Good afternoon all! Welcome back to Wednesday and the next issue of White Dwarf. This week we are going to be looking at Issue #51 from March 1984. We have this awesome cover. As can be expected I remember this one well. I loved the idea of the caster gathering something in her right hand to blast her enemies with the left. To me this meant she was an evil witch or a "Left Hand Path" witch. Don't know what the artist meant it to be, but that is what it was to me.
Ian Livingstone's editorial discusses changes, not just in the world and the gaming industry, but also in White Dwarf. We will be getting some new articles soon including coverage on Car Wars and minis. The big changes coming up though are color (excuse me, colour) interiors, more pages and a 10 pence price increase.
First up is Gifts From the Gods: Religion and Magic in AD&D by Thomas Mullen. This continues from last issue's installment. While I recalled the previous issue well, this one is drawing a blank for me.
Open Box has some more classics. First, two from Chaosium, Cthulhu Companion and Superworld. Both get a 7/10 from Jon Sutherland. CC gets downgraded because of it's use mainly for Keepers. Fantasy Games Unlimited gives us Dardevils and Daredevils Adventures 2. Marcus Rowland gives them a 8/10 and 7/10 respectively. Andy Slack turns away from Traveller to review Star Frontiers Knight Hawks. He praises the Campaign book comparing it favorably to Traveller's offerings. He gives it 8/10.
Next is Critical Mass and the lengths Thrud will go to for a drink.
Richard Hanniwell has an article about thieves in Warhammer. The cross game appeal for this article is evident in the different types of thieves. Oddly enough "Pickpocket" is not one of them.
After that is new RuneQuest story featuring Griselda.
Starbase has an article by Bob McWilliams on extending UPPs for NPCs.
The Black Broo of Dyskund is a color RuneQuest Cavern Crawl. Plenty of cults and new monsters in this one. The adventure itself looks fun, but an evil cult hiding in the caves? I think that was cliche even in 1984.
Letters is a general bunch. Some liking the new improvements, others not.
Comics Gobbledigook and the Travellers follow.
An AD&D scenario is next. Also in color (well mostly blues and greens like the Black Broo). Four pages, it is a respectable size.
Fiend Factory has Creatures in Exile Based on Julian May's The Saga of the Exiles novels: Firvulag, Tanu (human off-shoot), and Howlers.
RuineRites has an article by Russell Massey on RuneQuest Economics. There is a lot of good information here that can be used anywhere. Granted in 84 I was not thinking about Dungeon Econ 101, but today it is something I consider.
Treasure Chest gives us "A Page of Many Things" which is a bunch of small articles. A cart for pulling all that gold you clean out of a dungeon (unless your GM read the last article), a word search and drowning rules for D&D.
Ads, small ads and classifieds follow. Can you speak French, well is so then Game's Workshop is (was) looking for a salesman for France.
We end with an ad for Gamma World.
Ok, so another transitional issue. The D&D content is much lower than the past though there was hardly any Traveller content outside of Starbase. I do enjoy seeing more games being covered and right now the balance might still be weighted a bit more towards D&D, it is getting better.
Also the last issue at 75p.
1 comment:
Re your comments on the Black Broo of Dyskund, this is one of the things that RQ did well, though - taking a cliched concept and making it good. This was the first scenario where caves felt like real caves, with squeezes and sumps and strange remote caverns.

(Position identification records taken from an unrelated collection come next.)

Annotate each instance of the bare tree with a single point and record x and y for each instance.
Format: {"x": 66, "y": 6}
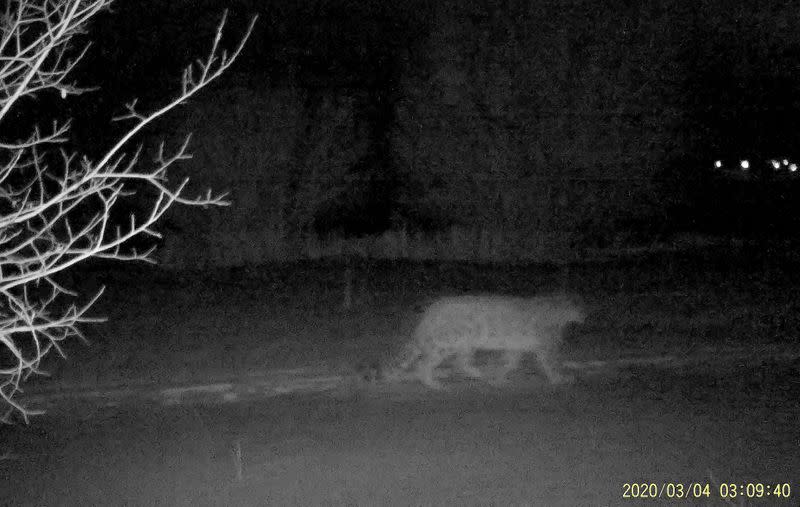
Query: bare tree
{"x": 56, "y": 215}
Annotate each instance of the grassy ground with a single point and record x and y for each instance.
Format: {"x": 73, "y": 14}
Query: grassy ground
{"x": 196, "y": 327}
{"x": 472, "y": 445}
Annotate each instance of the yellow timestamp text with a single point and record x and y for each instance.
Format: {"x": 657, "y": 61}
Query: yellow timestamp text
{"x": 725, "y": 490}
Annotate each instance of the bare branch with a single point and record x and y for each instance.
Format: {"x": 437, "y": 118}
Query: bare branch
{"x": 51, "y": 220}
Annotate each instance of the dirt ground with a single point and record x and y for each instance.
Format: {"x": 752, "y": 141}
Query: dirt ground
{"x": 706, "y": 419}
{"x": 527, "y": 444}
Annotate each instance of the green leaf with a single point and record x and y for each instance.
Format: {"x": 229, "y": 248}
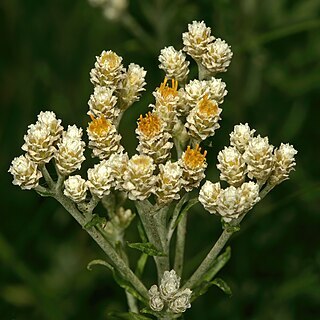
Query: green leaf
{"x": 205, "y": 285}
{"x": 127, "y": 316}
{"x": 126, "y": 285}
{"x": 229, "y": 228}
{"x": 99, "y": 262}
{"x": 147, "y": 248}
{"x": 186, "y": 208}
{"x": 218, "y": 264}
{"x": 149, "y": 311}
{"x": 222, "y": 285}
{"x": 141, "y": 264}
{"x": 118, "y": 278}
{"x": 95, "y": 221}
{"x": 142, "y": 233}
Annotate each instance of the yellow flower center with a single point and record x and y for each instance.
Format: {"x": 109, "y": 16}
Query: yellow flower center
{"x": 207, "y": 107}
{"x": 166, "y": 91}
{"x": 150, "y": 125}
{"x": 193, "y": 158}
{"x": 99, "y": 125}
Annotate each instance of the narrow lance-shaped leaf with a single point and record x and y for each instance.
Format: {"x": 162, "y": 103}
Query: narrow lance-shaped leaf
{"x": 99, "y": 262}
{"x": 95, "y": 221}
{"x": 205, "y": 285}
{"x": 147, "y": 248}
{"x": 127, "y": 316}
{"x": 118, "y": 278}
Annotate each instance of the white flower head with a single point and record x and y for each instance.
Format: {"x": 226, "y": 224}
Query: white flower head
{"x": 153, "y": 140}
{"x": 25, "y": 172}
{"x": 284, "y": 163}
{"x": 240, "y": 136}
{"x": 169, "y": 182}
{"x": 181, "y": 301}
{"x": 231, "y": 166}
{"x": 100, "y": 179}
{"x": 108, "y": 70}
{"x": 139, "y": 180}
{"x": 193, "y": 164}
{"x": 170, "y": 284}
{"x": 217, "y": 57}
{"x": 49, "y": 120}
{"x": 118, "y": 163}
{"x": 39, "y": 143}
{"x": 155, "y": 301}
{"x": 228, "y": 203}
{"x": 104, "y": 139}
{"x": 197, "y": 39}
{"x": 69, "y": 155}
{"x": 208, "y": 195}
{"x": 249, "y": 195}
{"x": 75, "y": 188}
{"x": 259, "y": 158}
{"x": 103, "y": 103}
{"x": 132, "y": 85}
{"x": 202, "y": 121}
{"x": 174, "y": 63}
{"x": 217, "y": 89}
{"x": 195, "y": 90}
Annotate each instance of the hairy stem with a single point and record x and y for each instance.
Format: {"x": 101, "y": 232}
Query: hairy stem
{"x": 208, "y": 261}
{"x": 180, "y": 244}
{"x": 218, "y": 246}
{"x": 150, "y": 224}
{"x": 117, "y": 261}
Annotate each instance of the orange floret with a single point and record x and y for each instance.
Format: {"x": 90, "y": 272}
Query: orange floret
{"x": 150, "y": 125}
{"x": 207, "y": 107}
{"x": 166, "y": 91}
{"x": 99, "y": 125}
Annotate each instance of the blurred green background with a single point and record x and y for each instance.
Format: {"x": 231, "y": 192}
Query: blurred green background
{"x": 47, "y": 51}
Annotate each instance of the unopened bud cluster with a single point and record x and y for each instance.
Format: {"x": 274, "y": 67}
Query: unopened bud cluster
{"x": 168, "y": 295}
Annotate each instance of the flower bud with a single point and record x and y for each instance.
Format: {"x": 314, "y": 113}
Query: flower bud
{"x": 100, "y": 179}
{"x": 155, "y": 301}
{"x": 217, "y": 57}
{"x": 174, "y": 63}
{"x": 169, "y": 285}
{"x": 259, "y": 158}
{"x": 284, "y": 162}
{"x": 139, "y": 180}
{"x": 240, "y": 136}
{"x": 25, "y": 172}
{"x": 181, "y": 301}
{"x": 197, "y": 38}
{"x": 208, "y": 195}
{"x": 231, "y": 166}
{"x": 75, "y": 188}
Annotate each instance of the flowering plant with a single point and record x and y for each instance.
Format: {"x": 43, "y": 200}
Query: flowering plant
{"x": 161, "y": 178}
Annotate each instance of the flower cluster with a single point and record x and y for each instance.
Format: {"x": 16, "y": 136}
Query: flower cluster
{"x": 168, "y": 294}
{"x": 41, "y": 144}
{"x": 251, "y": 158}
{"x": 214, "y": 54}
{"x": 169, "y": 161}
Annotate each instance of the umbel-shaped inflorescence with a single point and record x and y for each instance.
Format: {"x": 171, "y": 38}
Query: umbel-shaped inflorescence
{"x": 169, "y": 162}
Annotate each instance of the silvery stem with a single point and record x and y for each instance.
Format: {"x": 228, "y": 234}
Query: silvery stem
{"x": 217, "y": 248}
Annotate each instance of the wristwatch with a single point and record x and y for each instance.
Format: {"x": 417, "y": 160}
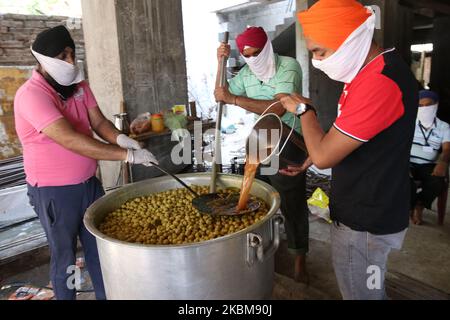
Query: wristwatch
{"x": 302, "y": 108}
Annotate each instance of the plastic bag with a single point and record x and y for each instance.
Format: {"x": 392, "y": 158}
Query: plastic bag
{"x": 176, "y": 123}
{"x": 319, "y": 205}
{"x": 141, "y": 124}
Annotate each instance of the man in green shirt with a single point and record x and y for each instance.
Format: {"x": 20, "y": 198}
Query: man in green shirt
{"x": 266, "y": 79}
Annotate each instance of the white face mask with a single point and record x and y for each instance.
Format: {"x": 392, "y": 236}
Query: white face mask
{"x": 347, "y": 61}
{"x": 263, "y": 66}
{"x": 427, "y": 115}
{"x": 63, "y": 72}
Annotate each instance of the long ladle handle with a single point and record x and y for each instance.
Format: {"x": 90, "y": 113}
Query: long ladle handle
{"x": 218, "y": 141}
{"x": 176, "y": 178}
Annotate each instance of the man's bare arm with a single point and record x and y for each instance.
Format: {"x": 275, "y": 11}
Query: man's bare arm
{"x": 62, "y": 133}
{"x": 102, "y": 126}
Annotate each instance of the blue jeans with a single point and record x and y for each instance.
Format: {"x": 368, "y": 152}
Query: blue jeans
{"x": 359, "y": 261}
{"x": 61, "y": 211}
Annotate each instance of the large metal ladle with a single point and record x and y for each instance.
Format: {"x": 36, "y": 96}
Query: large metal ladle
{"x": 214, "y": 204}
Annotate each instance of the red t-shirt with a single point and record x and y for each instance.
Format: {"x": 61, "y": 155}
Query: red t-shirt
{"x": 370, "y": 104}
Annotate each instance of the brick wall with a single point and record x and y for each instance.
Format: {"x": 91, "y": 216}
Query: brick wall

As for the article Gifts from the Gods, this was, to my knowledge, the first time anyone had mooted different spells lists for clerics of different gods (the crunch follow-up come next issue unless I miss my guess). I adopted this wholeheartedly. The first official variant of this I saw was in the Dragonlance Adventures hardback, some years later.
Finally, the AD&D adventure is, I think, Ballad of Times Past, which is a nice idea (if linear) but limited in use because the whole adventure concept requires a fundamental change in the way magic works. Could be good for spring-boarding a campaign, I guess.